- International Secretariat: Paris
- Official languages: English French

Leaders
- • Chairman: Liam Byrne
- • Vice-Chair: Marlene Malahoo Forte
- • Treasurer: Collins Adomako-Mensah
- • Member: Madjara Tiegbana Coulibaly
- • Member: Neila Tazi
- • Member: Gagan Thapa
- • Member: Neema Lugangira
- • Member: Sven Clement
- • Member: Esther del Brío
- • Member: Faisal Saleem Rahman
- Website parlnet.org

= The Parliamentary Network on the World Bank & International Monetary Fund =

The Parliamentary Network on the World Bank & International Monetary Fund (French: Réseau parlementaire sur la Banque mondiale et le FMI) is an independent inter-parliamentary organization aiming to increase transparency and accountability in international financial institutions., notably the World Bank Group and the International Monetary Fund (IMF). It consists of over a thousand legislators from 158 World Bank Group and IMF member countries.

==History==

The Parliamentary Network on the World Bank & IMF was founded in 2000 as an independent, non-governmental organization providing a platform for advocacy for Parliamentarians from IMF and World Bank member countries;. The Network has formed partnerships with numerous organizations, including: the World Bank, the IMF, the OECD, the Inter-Parliamentary Union, GOPAC, GLOBE, Transparency International, etc.

==Structure and governance==

The Parliamentary Network is governed by the Board of Directors currently composed of 10 members elected every two years. The members of the Board represent the regions of MENA, Europe, Africa, Latin America, East Asia, and World Bank donor countries. Membership in the Network is open to all elected or nominated parliamentarians from World Bank and IMF member states who currently hold a mandate.

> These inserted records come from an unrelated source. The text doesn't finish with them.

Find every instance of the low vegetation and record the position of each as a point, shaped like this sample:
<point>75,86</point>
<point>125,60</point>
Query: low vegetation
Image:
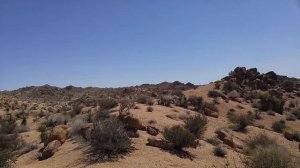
<point>180,136</point>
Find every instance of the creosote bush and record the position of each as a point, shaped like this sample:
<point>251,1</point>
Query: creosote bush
<point>196,124</point>
<point>109,140</point>
<point>180,137</point>
<point>279,126</point>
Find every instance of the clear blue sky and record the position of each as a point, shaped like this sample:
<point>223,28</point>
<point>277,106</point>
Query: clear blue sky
<point>112,43</point>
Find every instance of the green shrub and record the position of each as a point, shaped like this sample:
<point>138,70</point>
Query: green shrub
<point>219,151</point>
<point>269,102</point>
<point>8,125</point>
<point>108,103</point>
<point>196,102</point>
<point>196,124</point>
<point>165,100</point>
<point>101,115</point>
<point>260,140</point>
<point>269,157</point>
<point>214,94</point>
<point>142,99</point>
<point>214,141</point>
<point>180,137</point>
<point>230,86</point>
<point>279,126</point>
<point>296,112</point>
<point>149,109</point>
<point>240,121</point>
<point>109,139</point>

The International Secretariat of the Network is based in Paris, France.

==Objectives==

The Parliamentary Network on the World Bank & IMF is principally focused on increasing transparency and accountability of the World Bank Group and the International Monetary Fund by:

- Strengthening the understanding of the work of the World Bank Group and International Monetary Fund among parliamentarians
- Providing a channel for parliamentarians to inform the World Bank Group and IMF of legislative priorities on behalf of their constituents
- Ensuring that the voice of parliamentarians is heard on the subjects in which the WBG and IMF have a key role
- Conducting research and share information among members on topics which are of international concern and interest

==Activities==

===Global Parliamentary Forum (GPF)===

Twice a year, the Parliamentary Network on the World Bank & IMF organizes, jointly with the World Bank Group and the International Monetary Fund, the Global Parliamentary Forum. The conference brings together legislators, the IMF, and World Bank leadership.

| Year | City | Country |
|---|---|---|
| 2024 | Washington DC | United States |
| 2024 | Washington DC | United States |
| 2023 | Washington DC | United States |
| 2023 | Marrakech | Morocco |
| 2022 | Washington DC | United States |
| 2022 | Washington DC | United States |
| 2021 | Remote |  |
| 2020 | Remote |  |
| 2019 | Washington DC | United States |
| 2018 | Washington DC | United States |
| 2017 | Washington DC | United States |
| 2016 | Washington DC | United States |
| 2015 | Washington DC | United States |
| 2013 | Baku | Azerbaijan |
| 2010 | Brussels | Belgium |
| 2008 | Paris | France |
| 2007 | Cape Town | South Africa |
| 2005 | Helsinki | Finland |
| 2004 | Paris | France |
| 2003 | Athens | Greece |
| 2002 | Bern | Switzerland |
| 2001 | London | United Kingdom |
| 2000 | The Hague | The Netherlands |

===Field Visits===

The Parliamentary Network organizes visits for parliamentarians to on-the-ground development projects supported by the World Bank and the IMF. To this day, its members have participated in visits to Albania, Burkina Faso, Burundi, Cambodia, Côte d'Ivoire, the Democratic Republic of the Congo, Ethiopia, Ghana, Haiti, Indonesia, Kenya, Laos, Madagascar, Mongolia, Montenegro, Mozambique, Nicaragua, Nigeria, Peru, Rwanda, Serbia, Sri Lanka, Tanzania, Uganda, Vietnam and Yemen.

===Chapters===

National and regional chapters are parliamentary discussion groups organized by a local initiative which aim to strengthen the position of parliamentarians among international financial institutions and other development stakeholders and facilitate regular interaction between local and regional legislators and staff in World Bank and IMF country offices, including consultations on Country Assistance Strategies, Public Expenditure Reviews, World Bank and IMF policies and programmes

===Special events===

The Parliamentary Network regularly participates in a number of special events including global summits, parliamentary assembly caucuses and economic briefing sessions.